Jul 20 21:44:58 too-pc kernel: amdgpu 0000:2f:00.0: amdgpu: SMU: I'm not done
with your previous command: SMN_C2PMSG_66:0x0000003A SMN_C2PMSG_82:0x00000000
Jul 20 21:44:58 too-pc kernel: amdgpu 0000:2f:00.0: amdgpu: Failed to retrieve
enabled ppfeatures!
Jul 20 21:45:02 too-pc kernel: amdgpu 0000:2f:00.0: amdgpu: failed to suspend
display audio
Jul 20 21:45:02 too-pc kernel: amdgpu 0000:2f:00.0: amdgpu: Failed to disallow
df cstate
Jul 20 21:45:02 too-pc kernel: ------------[ cut here ]------------
Jul 20 21:45:02 too-pc kernel: WARNING: CPU: 24 PID: 574073 at
drivers/gpu/drm/amd/amdgpu/amdgpu_irq.c:599 amdgpu_irq_put+0x46/0x70 [amdgpu]

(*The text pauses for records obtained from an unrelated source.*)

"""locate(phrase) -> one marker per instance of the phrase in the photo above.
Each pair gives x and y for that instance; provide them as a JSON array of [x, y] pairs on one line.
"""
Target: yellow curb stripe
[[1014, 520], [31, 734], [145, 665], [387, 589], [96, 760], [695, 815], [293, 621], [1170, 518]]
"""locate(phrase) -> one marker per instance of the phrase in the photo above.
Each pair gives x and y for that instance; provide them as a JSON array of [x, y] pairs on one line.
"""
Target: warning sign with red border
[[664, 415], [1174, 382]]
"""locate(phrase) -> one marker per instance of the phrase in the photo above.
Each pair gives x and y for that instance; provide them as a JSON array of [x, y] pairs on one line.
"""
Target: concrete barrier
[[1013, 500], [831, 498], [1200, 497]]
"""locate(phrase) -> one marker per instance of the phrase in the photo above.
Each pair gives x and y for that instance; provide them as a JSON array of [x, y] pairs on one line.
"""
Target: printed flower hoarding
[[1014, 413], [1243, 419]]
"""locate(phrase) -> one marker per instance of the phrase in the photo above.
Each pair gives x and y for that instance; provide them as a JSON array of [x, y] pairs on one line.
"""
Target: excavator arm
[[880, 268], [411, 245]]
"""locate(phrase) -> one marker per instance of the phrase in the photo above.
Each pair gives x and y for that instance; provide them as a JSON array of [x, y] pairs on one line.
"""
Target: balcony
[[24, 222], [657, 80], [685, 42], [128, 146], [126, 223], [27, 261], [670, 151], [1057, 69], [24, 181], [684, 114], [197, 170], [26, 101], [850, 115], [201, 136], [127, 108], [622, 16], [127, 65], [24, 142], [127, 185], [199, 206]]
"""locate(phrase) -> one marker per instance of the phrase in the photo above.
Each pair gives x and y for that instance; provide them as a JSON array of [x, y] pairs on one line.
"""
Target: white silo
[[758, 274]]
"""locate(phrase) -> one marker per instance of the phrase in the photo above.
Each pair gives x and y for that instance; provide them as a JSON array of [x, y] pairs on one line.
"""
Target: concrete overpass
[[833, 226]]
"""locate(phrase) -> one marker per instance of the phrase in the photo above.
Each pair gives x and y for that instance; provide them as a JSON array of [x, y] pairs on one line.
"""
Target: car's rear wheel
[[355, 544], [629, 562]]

Jul 20 21:45:02 too-pc kernel: Modules linked in: tls vhost_net vhost
vhost_iotlb tap tun dm_crypt cbc encrypted_keys trusted asn1_encoder tee
xt_conntrack xt_MASQUERADE nf_conntrack_netlink nfnetlink iptable_nat nf_nat
nf_conntrack nf_defrag_ipv6 nf_defrag_ipv4 libcrc32c x
t_addrtype iptable_filter br_netfilter snd_seq_dummy snd_hrtimer snd_seq bridge
stp llc rfkill qrtr overlay uvcvideo videobuf2_vmalloc uvc videobuf2_memops
snd_usb_audio videobuf2_v4l2 snd_usbmidi_lib videodev uas snd_rawmidi
videobuf2_common snd_seq_device mousedev mc joyd
ev vfat fat intel_rapl_msr intel_rapl_common edac_mce_amd kvm_amd
snd_hda_codec_realtek ccp snd_hda_codec_generic ledtrig_audio
snd_hda_codec_hdmi snd_hda_intel kvm snd_intel_dspcfg snd_intel_sdw_acpi
snd_hda_codec crct10dif_pclmul crc32_pclmul polyval_clmulni snd_hda_core
polyval_generic gf128mul snd_hwdep r8169 ghash_clmulni_intel snd_pcm
sha512_ssse3 aesni_intel snd_timer crypto_simd wmi_bmof sp5100_tco realtek
cryptd snd rapl mdio_devres pcspkr soundcore k10temp i2c_piix4 libphy
ryzen_smu(OE)
Jul 20 21:45:02 too-pc kernel:  mac_hid uinput i2c_dev dm_multipath fuse
crypto_user dm_mod loop bpf_preload ip_tables x_tables ext4 crc32c_generic
crc16 mbcache jbd2 usb_storage usbhid crc32c_intel nvme xhci_pci nvme_core
xhci_pci_renesas nvme_common vfio_pci vfio_pci_core
 irqbypass vfio_iommu_type1 vfio iommufd amdgpu i2c_algo_bit drm_ttm_helper ttm
video wmi drm_suballoc_helper drm_buddy gpu_sched drm_display_helper cec
Jul 20 21:45:02 too-pc kernel: CPU: 24 PID: 574073 Comm: kworker/u64:25
Tainted: G        W  OE      6.4.3-2-MANJARO #1
00e85e278f33e769813ea7ae6ba8e625d37e2fac
Jul 20 21:45:02 too-pc kernel: Hardware name: Micro-Star International Co.,
Ltd. MS-7C37/MPG X570 GAMING PLUS (MS-7C37), BIOS A.I0 08/10/2022
Jul 20 21:45:02 too-pc kernel: Workqueue: amdgpu-reset-dev
drm_sched_job_timedout [gpu_sched]
Jul 20 21:45:02 too-pc kernel: RIP: 0010:amdgpu_irq_put+0x46/0x70 [amdgpu]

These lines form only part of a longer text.